黃:我覺得接下來兩三年會是電影產業的寒冬,案子會一直開不成。我們的產業跟心態過度依賴中國大陸,現在情勢轉變了,我們不是被超越,而是被拋開直接丟掉。他們一直在找自己的口味,現在找到了,就是青春懷舊電影,上一輩的青春是文革,但這一輩生活改善了,有青春可以講,所以他們不厭其煩的去講這些東西,台灣人的童年往事跟他們不一樣,於是我們被丟開了。

台灣本土的市場的開拓,台灣電影的大陸市場生存之道,還有多年以來我們一直都在經營的歐洲,東南亞,東北亞甚至美國市場,反正我們從絕地走來,基於海島立國的精神,面積人口腹地不足,我們就是要在開發案子的能力上永遠保有一席之地,至於解決之道,我也沒答案。

我在想,台灣可以弄成一個好的拍攝或是後期製作的基地,政府應該出些力氣,有了這個基地,才能吸引到外面的案子進來,如果有基地,人就會在,人在就能拍下去。

我們曾經歷過人走光光的階段,沒有錢,靠輔導金拍戲,以這樣的狀態走了好久,靠著輔導金加中影至少撐了十年。
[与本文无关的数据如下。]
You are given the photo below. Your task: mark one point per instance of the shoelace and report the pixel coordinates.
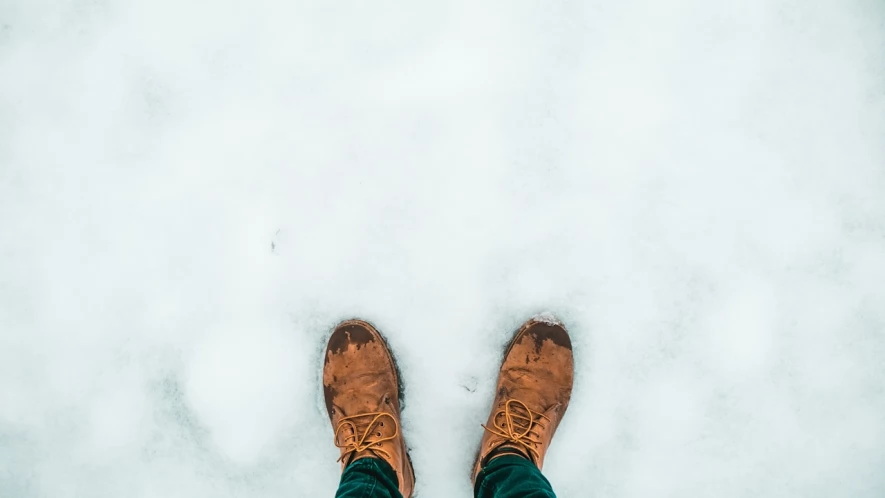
(354, 443)
(517, 428)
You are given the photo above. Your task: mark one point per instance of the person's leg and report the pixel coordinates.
(368, 478)
(533, 392)
(511, 476)
(361, 388)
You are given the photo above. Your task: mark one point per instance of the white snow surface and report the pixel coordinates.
(193, 193)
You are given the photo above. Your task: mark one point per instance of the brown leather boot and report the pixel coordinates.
(361, 388)
(534, 388)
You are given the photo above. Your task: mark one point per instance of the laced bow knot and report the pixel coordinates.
(517, 426)
(356, 440)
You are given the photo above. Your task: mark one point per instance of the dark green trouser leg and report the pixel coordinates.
(510, 476)
(369, 478)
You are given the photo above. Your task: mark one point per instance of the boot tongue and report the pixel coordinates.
(360, 429)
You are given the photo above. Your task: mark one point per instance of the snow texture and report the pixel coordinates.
(193, 193)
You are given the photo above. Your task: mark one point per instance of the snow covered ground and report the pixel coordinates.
(193, 193)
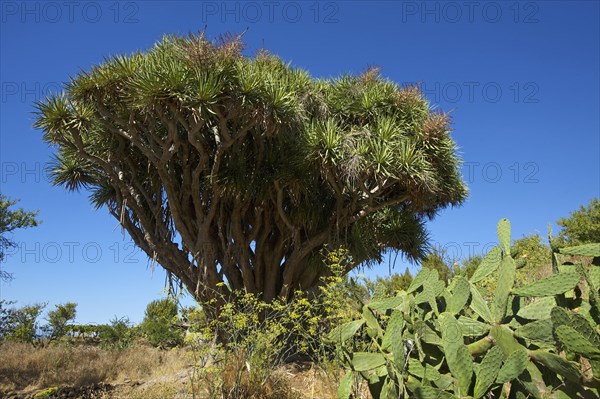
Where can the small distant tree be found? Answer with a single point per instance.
(159, 324)
(582, 226)
(396, 282)
(19, 324)
(119, 334)
(59, 319)
(11, 220)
現在再不弄,可能要回到那個時候去了。

◎最後這是個很老又很大的問題,但還是想請教:有沒有培養電影人才的建議?

黃:我在北藝大教了三、四年,其實一直在想到底該教他們什麼?

台灣讀電影系的大學生,從高中上來,跟一般觀眾的基礎差不多。但像法國,從中學就有一些相關課程讓學生去選,像是電影賞析的課程,從中學就讓他們有些基礎一路延伸上去。雖然人才養成其實最好就是把你丟進拍片的環境,直接蹲馬步,但是學校教育確實是可以去想的,要有一些改變。
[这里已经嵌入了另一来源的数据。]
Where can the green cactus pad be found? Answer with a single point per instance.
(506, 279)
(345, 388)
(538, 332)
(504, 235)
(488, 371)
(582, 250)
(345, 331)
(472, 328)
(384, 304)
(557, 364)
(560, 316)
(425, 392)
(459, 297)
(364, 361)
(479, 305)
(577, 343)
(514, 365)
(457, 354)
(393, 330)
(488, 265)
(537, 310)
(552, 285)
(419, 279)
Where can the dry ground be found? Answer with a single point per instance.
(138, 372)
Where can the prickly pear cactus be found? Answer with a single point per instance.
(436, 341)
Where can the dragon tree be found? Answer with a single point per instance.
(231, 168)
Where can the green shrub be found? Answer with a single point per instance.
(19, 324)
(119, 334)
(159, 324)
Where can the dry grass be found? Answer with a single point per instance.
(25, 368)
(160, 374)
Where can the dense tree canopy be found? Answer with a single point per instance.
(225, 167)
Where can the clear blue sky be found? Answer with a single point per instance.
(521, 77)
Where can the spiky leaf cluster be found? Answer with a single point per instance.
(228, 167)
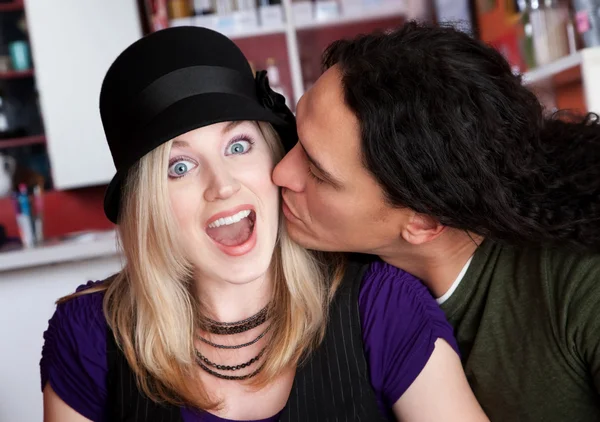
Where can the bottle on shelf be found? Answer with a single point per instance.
(180, 9)
(275, 80)
(204, 7)
(270, 13)
(587, 18)
(549, 20)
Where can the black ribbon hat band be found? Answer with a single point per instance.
(185, 83)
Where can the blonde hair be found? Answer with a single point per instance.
(154, 315)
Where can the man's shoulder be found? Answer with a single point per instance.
(572, 277)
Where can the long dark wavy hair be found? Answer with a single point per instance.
(448, 130)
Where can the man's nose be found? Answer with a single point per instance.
(291, 172)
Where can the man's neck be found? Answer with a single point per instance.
(437, 263)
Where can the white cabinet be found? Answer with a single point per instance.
(73, 43)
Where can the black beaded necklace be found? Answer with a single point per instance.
(230, 328)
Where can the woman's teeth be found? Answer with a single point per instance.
(225, 221)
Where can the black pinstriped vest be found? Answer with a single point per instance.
(333, 385)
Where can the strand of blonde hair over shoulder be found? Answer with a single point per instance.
(151, 308)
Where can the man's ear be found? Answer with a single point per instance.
(421, 229)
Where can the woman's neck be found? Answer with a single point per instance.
(229, 302)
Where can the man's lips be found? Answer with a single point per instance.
(287, 211)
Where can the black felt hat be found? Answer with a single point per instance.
(174, 81)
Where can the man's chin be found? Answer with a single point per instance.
(306, 240)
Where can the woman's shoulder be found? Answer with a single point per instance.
(84, 306)
(74, 360)
(381, 279)
(401, 322)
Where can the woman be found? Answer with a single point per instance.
(198, 217)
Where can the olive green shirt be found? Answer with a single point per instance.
(527, 323)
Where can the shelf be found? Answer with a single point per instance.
(582, 68)
(364, 15)
(12, 6)
(21, 142)
(550, 71)
(15, 74)
(227, 26)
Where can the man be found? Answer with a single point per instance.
(422, 147)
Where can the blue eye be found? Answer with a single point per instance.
(241, 146)
(180, 168)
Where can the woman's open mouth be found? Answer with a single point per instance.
(234, 234)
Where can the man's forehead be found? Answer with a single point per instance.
(323, 108)
(327, 127)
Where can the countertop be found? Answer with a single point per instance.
(74, 248)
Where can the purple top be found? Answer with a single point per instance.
(400, 324)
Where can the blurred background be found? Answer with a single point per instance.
(54, 162)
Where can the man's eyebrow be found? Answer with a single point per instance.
(323, 173)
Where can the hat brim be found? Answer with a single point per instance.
(182, 117)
曾:我不知其他學校的狀況,以我們在北藝大的經驗,我感覺是臺灣培養編劇的校系太少,可能北藝大比較算真正有在培養專門的編劇,但就連北藝大,本來進去念編劇的人已經不多了,其中又有60%其實也是想當導演。也許台灣真的比較不重視這部分,常等到影片製作到比較後期,才真正開始思考劇本的東西是不是對的方向,比較看不到對這方面積極的力量。